Unfortunately, there is no simple answer. Although he has most likely given up most of his federal appeal rights, there are some that you never give up. You need to look to the plea agreement for guidance. The plea agreement will outline his appellate rights. Further, at sentencing, the Judge will have told him, on the record, what his appellate rights are.
Further, you mentioned that there was no “quantity drug hearing.” If you mean to say that there was never a hearing to determine the quantity of drugs attributable to the defendant, then the answer to your question is most likely in the guilty plea agreement. Most likely, although not every time, the quantity of drugs that one is pleading guilty to is outlined in the guilty plea agreement.

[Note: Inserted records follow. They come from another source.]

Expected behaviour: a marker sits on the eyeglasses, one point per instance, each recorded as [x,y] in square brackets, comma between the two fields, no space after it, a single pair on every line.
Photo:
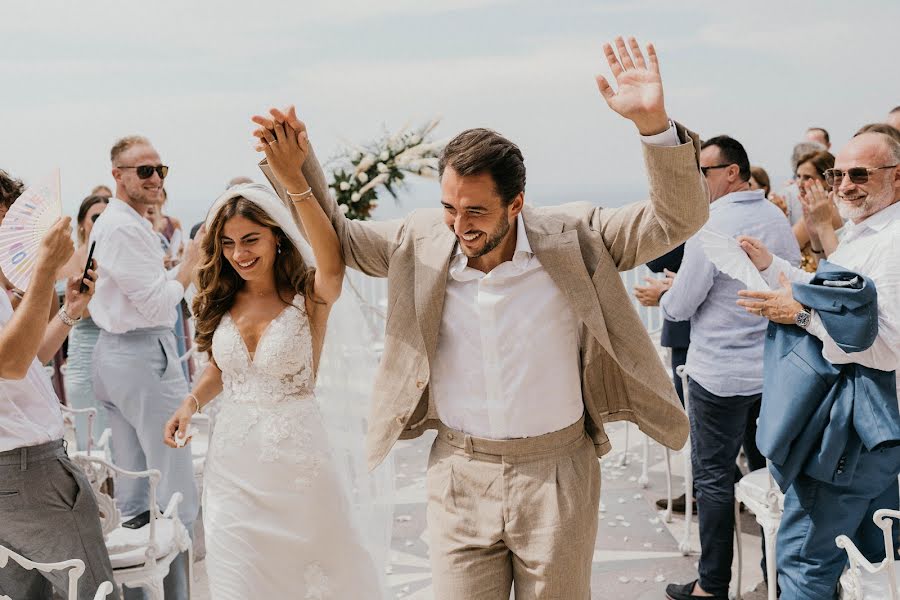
[146,171]
[856,174]
[705,169]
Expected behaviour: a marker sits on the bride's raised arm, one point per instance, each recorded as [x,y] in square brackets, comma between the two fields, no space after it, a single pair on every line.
[286,150]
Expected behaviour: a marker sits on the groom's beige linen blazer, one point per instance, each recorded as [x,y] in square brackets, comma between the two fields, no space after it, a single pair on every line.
[582,247]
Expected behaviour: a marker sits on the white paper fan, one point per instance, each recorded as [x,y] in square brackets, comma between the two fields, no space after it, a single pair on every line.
[726,253]
[28,219]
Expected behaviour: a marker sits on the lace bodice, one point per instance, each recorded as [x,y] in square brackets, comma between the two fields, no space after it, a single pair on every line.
[280,370]
[269,397]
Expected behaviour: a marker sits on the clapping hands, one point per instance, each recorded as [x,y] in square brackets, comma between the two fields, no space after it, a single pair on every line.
[285,142]
[640,94]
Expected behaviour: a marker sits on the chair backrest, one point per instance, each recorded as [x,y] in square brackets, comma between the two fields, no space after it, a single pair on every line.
[75,567]
[98,471]
[884,519]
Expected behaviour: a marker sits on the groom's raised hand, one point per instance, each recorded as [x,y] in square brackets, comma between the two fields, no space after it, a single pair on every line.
[639,97]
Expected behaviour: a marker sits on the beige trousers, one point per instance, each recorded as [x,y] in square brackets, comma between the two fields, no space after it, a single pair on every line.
[504,512]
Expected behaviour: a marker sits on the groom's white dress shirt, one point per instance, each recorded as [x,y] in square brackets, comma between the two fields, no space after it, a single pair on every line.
[507,362]
[134,291]
[507,357]
[29,408]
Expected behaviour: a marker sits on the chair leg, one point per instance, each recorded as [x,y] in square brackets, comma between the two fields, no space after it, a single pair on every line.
[623,460]
[770,533]
[154,590]
[668,514]
[685,546]
[740,548]
[644,479]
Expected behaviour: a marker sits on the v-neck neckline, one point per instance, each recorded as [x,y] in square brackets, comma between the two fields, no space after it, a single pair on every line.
[251,356]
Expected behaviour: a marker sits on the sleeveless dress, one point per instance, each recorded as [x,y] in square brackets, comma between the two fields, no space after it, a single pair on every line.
[277,520]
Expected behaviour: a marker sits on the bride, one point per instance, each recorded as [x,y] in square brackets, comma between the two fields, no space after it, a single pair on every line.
[276,516]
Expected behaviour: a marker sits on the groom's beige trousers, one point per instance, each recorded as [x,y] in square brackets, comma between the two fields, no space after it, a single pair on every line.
[520,511]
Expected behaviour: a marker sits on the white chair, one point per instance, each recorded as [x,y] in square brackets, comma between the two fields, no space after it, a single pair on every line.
[140,557]
[685,545]
[761,496]
[75,567]
[878,582]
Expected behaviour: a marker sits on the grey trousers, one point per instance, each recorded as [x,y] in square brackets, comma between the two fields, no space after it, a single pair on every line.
[140,382]
[48,514]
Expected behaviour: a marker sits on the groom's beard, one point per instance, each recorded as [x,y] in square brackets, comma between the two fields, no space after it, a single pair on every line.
[493,239]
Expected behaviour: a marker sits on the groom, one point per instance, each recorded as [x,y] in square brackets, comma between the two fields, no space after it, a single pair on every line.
[510,332]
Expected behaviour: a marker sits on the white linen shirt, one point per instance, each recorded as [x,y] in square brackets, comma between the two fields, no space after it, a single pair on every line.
[872,248]
[507,356]
[134,291]
[29,408]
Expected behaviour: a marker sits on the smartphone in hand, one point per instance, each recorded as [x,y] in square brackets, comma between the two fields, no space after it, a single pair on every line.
[87,266]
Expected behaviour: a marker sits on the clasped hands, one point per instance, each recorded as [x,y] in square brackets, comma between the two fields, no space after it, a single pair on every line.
[778,305]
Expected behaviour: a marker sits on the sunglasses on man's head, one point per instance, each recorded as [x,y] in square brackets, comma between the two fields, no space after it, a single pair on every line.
[705,169]
[856,174]
[146,171]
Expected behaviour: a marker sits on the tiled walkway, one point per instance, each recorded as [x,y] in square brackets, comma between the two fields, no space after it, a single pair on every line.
[636,553]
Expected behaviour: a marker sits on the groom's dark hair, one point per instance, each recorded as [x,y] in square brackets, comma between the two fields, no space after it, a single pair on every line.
[477,151]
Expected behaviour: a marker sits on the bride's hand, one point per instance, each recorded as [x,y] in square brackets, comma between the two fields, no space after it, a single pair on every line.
[285,142]
[175,434]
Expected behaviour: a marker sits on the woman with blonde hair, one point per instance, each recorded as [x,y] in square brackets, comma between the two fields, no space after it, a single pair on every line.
[277,519]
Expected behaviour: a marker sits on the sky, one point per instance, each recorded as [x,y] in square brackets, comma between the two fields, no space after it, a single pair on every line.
[76,76]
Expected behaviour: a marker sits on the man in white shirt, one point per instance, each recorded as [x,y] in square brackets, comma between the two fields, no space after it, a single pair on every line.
[47,508]
[502,326]
[137,374]
[866,179]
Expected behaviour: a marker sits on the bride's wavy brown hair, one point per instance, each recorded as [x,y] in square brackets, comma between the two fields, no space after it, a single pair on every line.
[217,281]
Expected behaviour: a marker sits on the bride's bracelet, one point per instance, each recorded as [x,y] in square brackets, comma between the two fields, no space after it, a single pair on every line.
[196,401]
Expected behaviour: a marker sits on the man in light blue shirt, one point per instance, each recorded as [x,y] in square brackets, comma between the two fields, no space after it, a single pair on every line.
[725,359]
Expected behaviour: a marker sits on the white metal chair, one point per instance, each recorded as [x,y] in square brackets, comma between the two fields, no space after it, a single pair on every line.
[75,567]
[864,581]
[761,496]
[140,557]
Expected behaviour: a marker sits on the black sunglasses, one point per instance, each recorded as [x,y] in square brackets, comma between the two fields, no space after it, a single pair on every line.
[146,171]
[856,174]
[705,169]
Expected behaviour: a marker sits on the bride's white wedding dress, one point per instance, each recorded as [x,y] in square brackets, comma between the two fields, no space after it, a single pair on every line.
[276,518]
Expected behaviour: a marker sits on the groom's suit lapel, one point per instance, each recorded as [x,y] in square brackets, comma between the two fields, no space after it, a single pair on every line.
[560,254]
[433,253]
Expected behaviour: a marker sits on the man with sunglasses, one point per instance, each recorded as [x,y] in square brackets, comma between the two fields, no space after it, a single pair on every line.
[137,374]
[724,361]
[866,181]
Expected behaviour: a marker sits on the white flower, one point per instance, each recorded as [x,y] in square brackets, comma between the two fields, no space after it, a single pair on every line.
[366,163]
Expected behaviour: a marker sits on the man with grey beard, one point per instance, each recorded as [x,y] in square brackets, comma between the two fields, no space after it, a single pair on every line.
[866,182]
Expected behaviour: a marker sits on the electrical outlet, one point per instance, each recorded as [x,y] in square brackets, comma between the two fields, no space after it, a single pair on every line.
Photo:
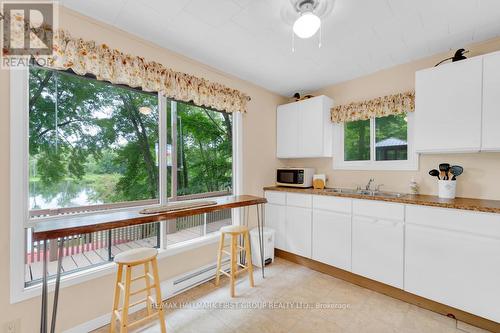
[13,326]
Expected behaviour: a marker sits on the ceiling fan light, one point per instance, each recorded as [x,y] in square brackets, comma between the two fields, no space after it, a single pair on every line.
[306,25]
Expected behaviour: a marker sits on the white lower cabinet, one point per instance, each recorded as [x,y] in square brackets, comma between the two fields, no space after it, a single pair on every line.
[378,249]
[453,257]
[275,219]
[331,238]
[298,230]
[275,215]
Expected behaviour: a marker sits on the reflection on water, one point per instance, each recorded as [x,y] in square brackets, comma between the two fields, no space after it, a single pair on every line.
[68,193]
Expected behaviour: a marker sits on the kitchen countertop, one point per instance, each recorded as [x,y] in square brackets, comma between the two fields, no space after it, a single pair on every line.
[479,205]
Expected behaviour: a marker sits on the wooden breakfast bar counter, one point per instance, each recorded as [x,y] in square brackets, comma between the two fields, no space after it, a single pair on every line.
[71,225]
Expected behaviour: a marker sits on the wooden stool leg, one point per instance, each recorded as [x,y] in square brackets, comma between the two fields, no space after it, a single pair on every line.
[159,304]
[234,254]
[126,299]
[148,287]
[116,300]
[219,259]
[249,259]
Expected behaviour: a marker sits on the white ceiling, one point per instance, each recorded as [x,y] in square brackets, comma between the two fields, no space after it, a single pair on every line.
[250,40]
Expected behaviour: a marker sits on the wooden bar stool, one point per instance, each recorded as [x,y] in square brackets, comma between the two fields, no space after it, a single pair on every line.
[127,261]
[234,232]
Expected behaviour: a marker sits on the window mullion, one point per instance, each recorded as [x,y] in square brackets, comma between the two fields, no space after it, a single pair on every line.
[162,160]
[162,164]
[372,140]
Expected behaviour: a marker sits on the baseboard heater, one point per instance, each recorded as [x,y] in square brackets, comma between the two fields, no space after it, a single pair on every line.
[192,279]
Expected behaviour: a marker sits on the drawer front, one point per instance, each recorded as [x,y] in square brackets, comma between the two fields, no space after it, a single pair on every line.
[299,200]
[276,197]
[479,223]
[378,209]
[333,204]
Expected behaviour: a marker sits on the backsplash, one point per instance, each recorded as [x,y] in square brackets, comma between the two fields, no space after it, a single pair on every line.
[477,181]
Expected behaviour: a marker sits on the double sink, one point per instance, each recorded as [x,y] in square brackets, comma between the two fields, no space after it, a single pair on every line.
[369,193]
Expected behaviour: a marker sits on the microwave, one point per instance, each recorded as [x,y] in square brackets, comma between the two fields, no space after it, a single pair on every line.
[294,177]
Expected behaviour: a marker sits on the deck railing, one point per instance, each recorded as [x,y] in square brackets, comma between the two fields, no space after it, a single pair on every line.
[100,247]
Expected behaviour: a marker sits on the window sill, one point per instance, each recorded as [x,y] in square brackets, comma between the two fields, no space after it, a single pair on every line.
[109,268]
[409,165]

If there was no agreement on the weight attributable to the defendant, then the Court would have to make a determination.
You should probably speak directly to the attorney who handled the case to answer these questions for you.
Coley O’Brien Reynolds, Esquire
Legal disclaimer: The above statement does not create an attorney client relationship and is for general informational purposes only. Only a lawyer fully versed on the facts and circumstances of your case can properly advise you on the case.
This response is given for informational purposes only.
I agree with my colleague to an extent.
"Extent" is a pretty important word to your question, in fact. Your specific question seems to be whether or not a defendant may appeal a SENTENCE based on ineffective assistance of counsel. I say "sentence" and not "conviction" because it appears your concern is with a drug quantity which factored into the sentencing, rather than actual guilt or innocence or some evidentiary matter factoring into that calculation. As a member of the 4th Circuit (where appeals from Maryland's Federal Courts go) I feel confident in speculating that this person's plea agreement did, in fact, waive his right to appeal, "to the maximum EXTENT permitted by federal law." So it's not an absolute waiver, but a limited waiver (it may even say that in the plea agreement) and the limitation is what the law allows him to waive. On the one hand, the term "limited" is deceiving because it waives most avenues available on appeal. On the other, it is truly limited b/c there are still avenues left for the defendant to pursue, potentially.
My experience is that most Circuits will entertain a claim of ineffective assistance of trial/plea/sentencing counsel in a 2255 motion (usually not an appeal, for reasons that are somewhat nuanced and can be explained somewhere other than here). So the answer to your question is probably that the defendant can take a shot at alleging ineffective assistance of counsel if you have a legitimate ground for doing so, probably in a 2255, rather than a direct appeal. What is a legitimate ground? I suggest you speak with an attorney about that.
As to other points you made, a judge could reject a plea agreement for any reason, including the inclusion of a limited waiver of appeal, but if he has already accepted the plea agreement, and therefore the plea, I do not believe it is possible for the judge to reinstate a defendant's appeal rights at sentencing. It sounds like the sentencing has already taken place in this case anyway, so anything the judge could or could not do has already been done, it seems.
As for whether or not the defendant can appeal based on the time given, that depends on the terms of the plea agreement. For instance, the defendant's waiver may have included an exception that allows him to appeal if his sentence exceeds the maximum sentence recommended by the guidelines in his case. So if 16 years (192 months) exceeds that time, he may be able to file a direct appeal, at least of his sentence. He better figure that part out fast: a notice of appeal must be filed within 10 days of the sentencing order.
Otherwise, it's like I have already said above, he probably cannot file a direct appeal, but may be able to attack his sentence (and possibly his plea) in a motion to vacate under 2255. Bear in mind there are tight time deadlines associated with actions like this, so it is in this defendant's best interest to consult an attorney about the process as soon as possible.
You can make an application for relief under 28 USC § 2255 if you have grounds for relief from your plea agreement and if you file your request for relief within one year. In this case it doesn't sound to me like you have the grounds but try anyway. You have nothing to lose but the benefits of your plea.